As I think about this today 40 years later I recall my dad having said that due to something with the moon’s atmosphere that the astronauts’ foot prints would remain there forever, their “feat” sealed in time. Now I have no idea if this is true, and my dad has been gone now some 14 years, but his passion for the adventure of space exploration at least rubbed off on me a little. Even if those footprints are buried in moon dust, my dad’s words are still with me as is that magic night in a local tavern literally watching the TWO men bouncing “in the moon.”

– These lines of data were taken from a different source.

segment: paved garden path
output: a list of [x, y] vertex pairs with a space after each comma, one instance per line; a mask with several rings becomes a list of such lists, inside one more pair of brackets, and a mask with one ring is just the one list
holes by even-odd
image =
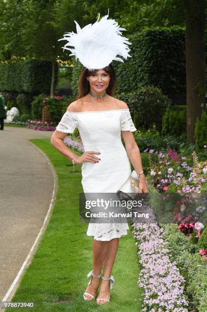
[[52, 197], [52, 167], [28, 140], [52, 133], [5, 125], [0, 131], [0, 301], [27, 257]]

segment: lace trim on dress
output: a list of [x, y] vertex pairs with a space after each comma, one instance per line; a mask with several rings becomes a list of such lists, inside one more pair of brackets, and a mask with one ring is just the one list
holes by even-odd
[[114, 238], [120, 238], [127, 235], [129, 226], [127, 223], [102, 223], [91, 224], [87, 235], [94, 236], [97, 241], [110, 241]]
[[76, 115], [74, 112], [67, 110], [62, 117], [56, 129], [60, 132], [73, 133], [75, 128], [77, 126], [77, 123], [78, 119]]
[[124, 112], [121, 114], [120, 125], [122, 131], [129, 131], [132, 132], [132, 131], [136, 131], [136, 130], [137, 130], [132, 121], [129, 110]]
[[106, 110], [105, 111], [84, 111], [84, 112], [70, 112], [71, 114], [85, 114], [86, 113], [105, 113], [106, 112], [115, 112], [117, 111], [129, 111], [129, 109], [121, 109], [120, 110]]

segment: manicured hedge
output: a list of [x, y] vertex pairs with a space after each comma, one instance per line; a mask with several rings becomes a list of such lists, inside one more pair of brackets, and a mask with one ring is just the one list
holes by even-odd
[[132, 57], [114, 62], [119, 93], [153, 85], [169, 96], [185, 93], [184, 30], [157, 28], [127, 37]]
[[[180, 28], [157, 28], [127, 36], [132, 44], [129, 58], [123, 63], [114, 61], [117, 79], [117, 93], [129, 92], [141, 86], [153, 85], [170, 95], [186, 93], [185, 31]], [[72, 88], [77, 82], [82, 65], [74, 59]]]
[[[55, 86], [58, 66], [55, 63]], [[18, 93], [50, 93], [52, 64], [37, 60], [8, 61], [0, 64], [0, 90]]]
[[162, 117], [162, 134], [180, 136], [186, 133], [186, 107], [168, 107]]

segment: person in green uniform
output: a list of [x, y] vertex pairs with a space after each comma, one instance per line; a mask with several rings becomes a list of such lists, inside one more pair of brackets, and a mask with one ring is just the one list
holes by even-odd
[[4, 119], [7, 118], [4, 98], [0, 93], [0, 130], [4, 130]]

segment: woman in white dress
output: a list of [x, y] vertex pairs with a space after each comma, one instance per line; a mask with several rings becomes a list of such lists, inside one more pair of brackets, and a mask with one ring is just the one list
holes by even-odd
[[[136, 130], [127, 105], [114, 97], [116, 76], [111, 64], [102, 69], [83, 67], [77, 99], [71, 103], [51, 138], [51, 143], [75, 163], [82, 164], [81, 183], [84, 193], [115, 193], [131, 173], [130, 162], [139, 176], [139, 192], [147, 193], [139, 148], [132, 133]], [[64, 144], [68, 133], [79, 131], [84, 152], [78, 156]], [[124, 140], [124, 146], [121, 136]], [[111, 273], [119, 239], [127, 234], [127, 223], [89, 223], [87, 235], [94, 237], [93, 269], [84, 293], [85, 300], [97, 295], [97, 302], [110, 301], [114, 282]], [[103, 276], [101, 271], [103, 265]]]

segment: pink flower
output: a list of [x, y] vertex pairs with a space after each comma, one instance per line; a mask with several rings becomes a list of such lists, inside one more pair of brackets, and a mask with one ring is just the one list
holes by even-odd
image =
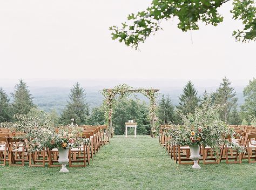
[[74, 139], [70, 139], [69, 140], [69, 142], [70, 143], [73, 143], [73, 142], [74, 142]]

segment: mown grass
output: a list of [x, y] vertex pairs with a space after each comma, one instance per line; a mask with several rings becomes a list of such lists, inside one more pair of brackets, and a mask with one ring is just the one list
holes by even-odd
[[256, 189], [256, 164], [179, 165], [149, 136], [114, 136], [85, 168], [0, 167], [0, 189]]

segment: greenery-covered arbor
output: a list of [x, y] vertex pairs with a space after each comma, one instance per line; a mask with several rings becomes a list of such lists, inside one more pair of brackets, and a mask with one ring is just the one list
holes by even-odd
[[234, 31], [237, 40], [249, 42], [256, 40], [256, 6], [254, 0], [152, 0], [146, 10], [131, 13], [122, 26], [110, 28], [113, 39], [124, 42], [136, 49], [151, 35], [161, 29], [163, 21], [174, 17], [179, 19], [178, 28], [183, 31], [199, 29], [199, 21], [217, 26], [223, 21], [218, 12], [219, 8], [232, 2], [230, 12], [233, 19], [242, 22], [243, 28]]
[[117, 96], [125, 97], [129, 96], [133, 93], [140, 93], [150, 99], [149, 119], [150, 120], [150, 134], [151, 137], [154, 137], [156, 123], [158, 121], [158, 118], [156, 115], [157, 104], [156, 101], [156, 92], [158, 91], [159, 91], [159, 90], [153, 89], [152, 88], [149, 89], [142, 88], [133, 89], [125, 84], [119, 85], [113, 89], [103, 89], [102, 94], [105, 97], [104, 101], [105, 115], [107, 124], [109, 126], [109, 132], [111, 134], [113, 134], [112, 116], [113, 113], [113, 109]]

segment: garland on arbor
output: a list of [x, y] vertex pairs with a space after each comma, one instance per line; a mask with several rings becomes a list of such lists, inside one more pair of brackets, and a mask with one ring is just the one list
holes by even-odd
[[156, 98], [157, 91], [158, 90], [154, 90], [152, 88], [150, 89], [142, 88], [134, 89], [126, 84], [120, 84], [113, 89], [103, 89], [102, 94], [105, 97], [103, 103], [105, 116], [107, 124], [109, 126], [109, 132], [111, 134], [111, 137], [113, 134], [112, 116], [116, 103], [117, 95], [120, 96], [122, 97], [128, 97], [132, 93], [141, 93], [150, 99], [149, 119], [150, 120], [151, 135], [152, 137], [154, 137], [156, 133], [156, 126], [158, 120], [156, 113], [157, 107]]

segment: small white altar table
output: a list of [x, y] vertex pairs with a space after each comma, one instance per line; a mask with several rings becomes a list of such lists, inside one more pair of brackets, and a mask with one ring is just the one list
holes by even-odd
[[125, 138], [127, 137], [127, 127], [134, 127], [134, 138], [136, 138], [137, 123], [125, 123]]

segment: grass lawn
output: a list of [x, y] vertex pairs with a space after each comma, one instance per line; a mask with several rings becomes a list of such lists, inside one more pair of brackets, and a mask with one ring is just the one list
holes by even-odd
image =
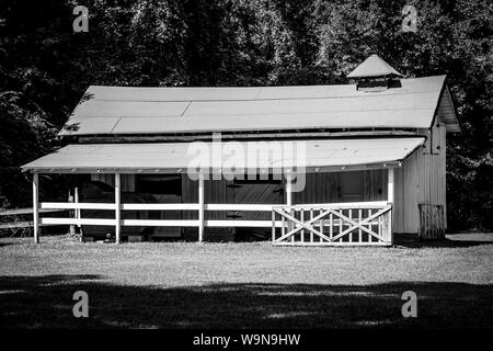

Living here now in Clermont, Florida, every time I look east to see a space shuttle rise above the Orlando skyline, I think for a minute of my dad playing with his beloved rockets and wrapping away his newspapers and magazines for posterity and I think of all the people who worked through the decades and who made it all possible. I say a short prayer of thanks for it all. What new frontiers beg our engagement, both up there and here?